My earliest memory of performing in the SOH must have been an Eisteddfod (an archaic music competition). I recall feeling daunted by the space and the grandeur of the building.
When reflecting on the ACO’s performances over the years, there are several that stand out in my mind. Undoubtably, one of the most memorable was our 2012 surf film, The Reef (above). This embodied everything we strive for: mysterious, uncompromising, raucous, delicate and daring. It drew a crowd with divergent countenances to the usual types who listen to ‘our kind of music’; yet because of the synergy with the visuals we were able to hypnotise our neophyte captives into the worlds of Beethoven, Ligeti and beyond, with a splattering of Alice in Chains et al. along the way.

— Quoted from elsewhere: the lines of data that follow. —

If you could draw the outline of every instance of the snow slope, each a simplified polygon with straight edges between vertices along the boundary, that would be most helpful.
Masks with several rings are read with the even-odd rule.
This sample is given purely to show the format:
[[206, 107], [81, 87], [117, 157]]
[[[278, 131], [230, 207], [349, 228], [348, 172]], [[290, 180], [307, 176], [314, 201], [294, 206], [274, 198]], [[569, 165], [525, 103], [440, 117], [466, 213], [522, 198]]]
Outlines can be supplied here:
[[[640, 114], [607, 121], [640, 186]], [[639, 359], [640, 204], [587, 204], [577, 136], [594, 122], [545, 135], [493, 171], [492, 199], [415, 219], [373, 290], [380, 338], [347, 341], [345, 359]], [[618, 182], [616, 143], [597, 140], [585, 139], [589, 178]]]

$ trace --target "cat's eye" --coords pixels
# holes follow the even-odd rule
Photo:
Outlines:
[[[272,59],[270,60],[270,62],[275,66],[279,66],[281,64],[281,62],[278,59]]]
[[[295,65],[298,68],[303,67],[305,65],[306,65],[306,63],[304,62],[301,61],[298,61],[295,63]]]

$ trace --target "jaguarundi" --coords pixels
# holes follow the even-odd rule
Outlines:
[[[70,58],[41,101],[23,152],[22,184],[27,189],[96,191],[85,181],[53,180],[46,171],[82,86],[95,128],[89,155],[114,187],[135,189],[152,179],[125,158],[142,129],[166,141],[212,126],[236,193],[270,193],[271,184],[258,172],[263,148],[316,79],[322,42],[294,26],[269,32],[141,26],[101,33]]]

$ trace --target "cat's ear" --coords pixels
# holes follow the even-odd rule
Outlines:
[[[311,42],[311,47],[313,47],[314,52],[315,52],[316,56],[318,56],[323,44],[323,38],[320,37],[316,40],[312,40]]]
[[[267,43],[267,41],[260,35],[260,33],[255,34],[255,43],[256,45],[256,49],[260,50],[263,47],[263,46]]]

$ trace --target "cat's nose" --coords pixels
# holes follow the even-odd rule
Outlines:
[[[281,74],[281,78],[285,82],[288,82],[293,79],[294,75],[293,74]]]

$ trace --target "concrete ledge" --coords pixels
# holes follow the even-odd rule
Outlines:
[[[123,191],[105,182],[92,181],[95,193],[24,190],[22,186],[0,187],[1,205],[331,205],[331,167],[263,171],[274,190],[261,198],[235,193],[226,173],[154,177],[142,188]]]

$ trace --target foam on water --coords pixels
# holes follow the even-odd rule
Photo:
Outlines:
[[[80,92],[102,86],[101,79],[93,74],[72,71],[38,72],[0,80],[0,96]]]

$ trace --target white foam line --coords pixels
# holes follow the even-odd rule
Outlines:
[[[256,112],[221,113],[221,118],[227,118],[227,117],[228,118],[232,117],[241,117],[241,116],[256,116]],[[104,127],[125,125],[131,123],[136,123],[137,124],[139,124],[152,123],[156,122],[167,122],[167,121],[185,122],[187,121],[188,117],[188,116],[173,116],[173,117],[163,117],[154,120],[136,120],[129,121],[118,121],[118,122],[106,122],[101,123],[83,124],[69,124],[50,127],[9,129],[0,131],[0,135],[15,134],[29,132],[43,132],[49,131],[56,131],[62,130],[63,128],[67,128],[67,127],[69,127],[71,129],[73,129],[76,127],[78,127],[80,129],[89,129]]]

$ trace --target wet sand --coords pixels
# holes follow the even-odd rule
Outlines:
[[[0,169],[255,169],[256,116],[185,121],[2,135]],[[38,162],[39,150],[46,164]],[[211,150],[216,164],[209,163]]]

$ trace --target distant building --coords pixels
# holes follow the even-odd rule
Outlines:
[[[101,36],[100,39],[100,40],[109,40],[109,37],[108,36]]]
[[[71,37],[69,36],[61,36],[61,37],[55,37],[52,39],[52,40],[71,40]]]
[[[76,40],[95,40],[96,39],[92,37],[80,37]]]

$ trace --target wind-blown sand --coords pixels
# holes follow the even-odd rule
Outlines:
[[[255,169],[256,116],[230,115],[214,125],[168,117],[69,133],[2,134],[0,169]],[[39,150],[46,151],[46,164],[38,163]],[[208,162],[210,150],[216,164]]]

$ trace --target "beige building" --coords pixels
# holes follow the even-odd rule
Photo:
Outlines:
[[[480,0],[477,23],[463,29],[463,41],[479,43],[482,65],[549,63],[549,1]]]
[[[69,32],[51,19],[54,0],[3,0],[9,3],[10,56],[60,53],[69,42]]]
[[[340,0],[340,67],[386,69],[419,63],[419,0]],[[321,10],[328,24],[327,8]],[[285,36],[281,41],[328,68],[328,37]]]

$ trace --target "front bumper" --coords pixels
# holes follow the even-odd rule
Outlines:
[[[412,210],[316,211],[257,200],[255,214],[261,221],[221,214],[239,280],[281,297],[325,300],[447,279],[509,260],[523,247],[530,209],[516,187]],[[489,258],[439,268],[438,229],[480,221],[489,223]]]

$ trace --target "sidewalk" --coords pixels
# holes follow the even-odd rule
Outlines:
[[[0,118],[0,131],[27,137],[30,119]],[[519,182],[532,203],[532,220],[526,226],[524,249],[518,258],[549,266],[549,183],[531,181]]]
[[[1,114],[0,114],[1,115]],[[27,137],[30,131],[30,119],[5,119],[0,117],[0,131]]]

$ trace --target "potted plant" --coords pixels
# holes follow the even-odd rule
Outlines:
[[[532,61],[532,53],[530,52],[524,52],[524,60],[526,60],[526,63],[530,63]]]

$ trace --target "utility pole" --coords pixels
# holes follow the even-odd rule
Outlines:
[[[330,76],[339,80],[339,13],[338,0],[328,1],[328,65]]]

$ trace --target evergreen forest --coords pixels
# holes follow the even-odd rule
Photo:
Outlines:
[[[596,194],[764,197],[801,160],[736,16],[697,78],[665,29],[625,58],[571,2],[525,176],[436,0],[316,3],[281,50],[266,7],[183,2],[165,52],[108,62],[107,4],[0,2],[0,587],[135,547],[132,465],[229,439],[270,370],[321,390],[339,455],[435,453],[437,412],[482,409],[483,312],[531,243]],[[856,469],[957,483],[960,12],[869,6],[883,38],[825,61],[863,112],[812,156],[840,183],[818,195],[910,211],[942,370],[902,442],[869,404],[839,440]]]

If one likes the look of a packed house and the thunderous sounds of a standing ovation, then our recent Tawadros meets Vivaldi would be your ticket. Similarly, our Mountain film project was packed with thrills.
On the other hand our “controversial” The Crowd & I (pictured below) was received with stunned, epiphanic reverence (if you will permit us to be sanguine).
But Weimar with the late, great Barry Humphries, our 2013 exploration of and testament to the uniquely imaginative music that emerged from 1920s and 30s Berlin, the period leading up to the rise of German National Socialism – music that has seeped into all our souls more than you’ll ever know – is personally my most cherished performance.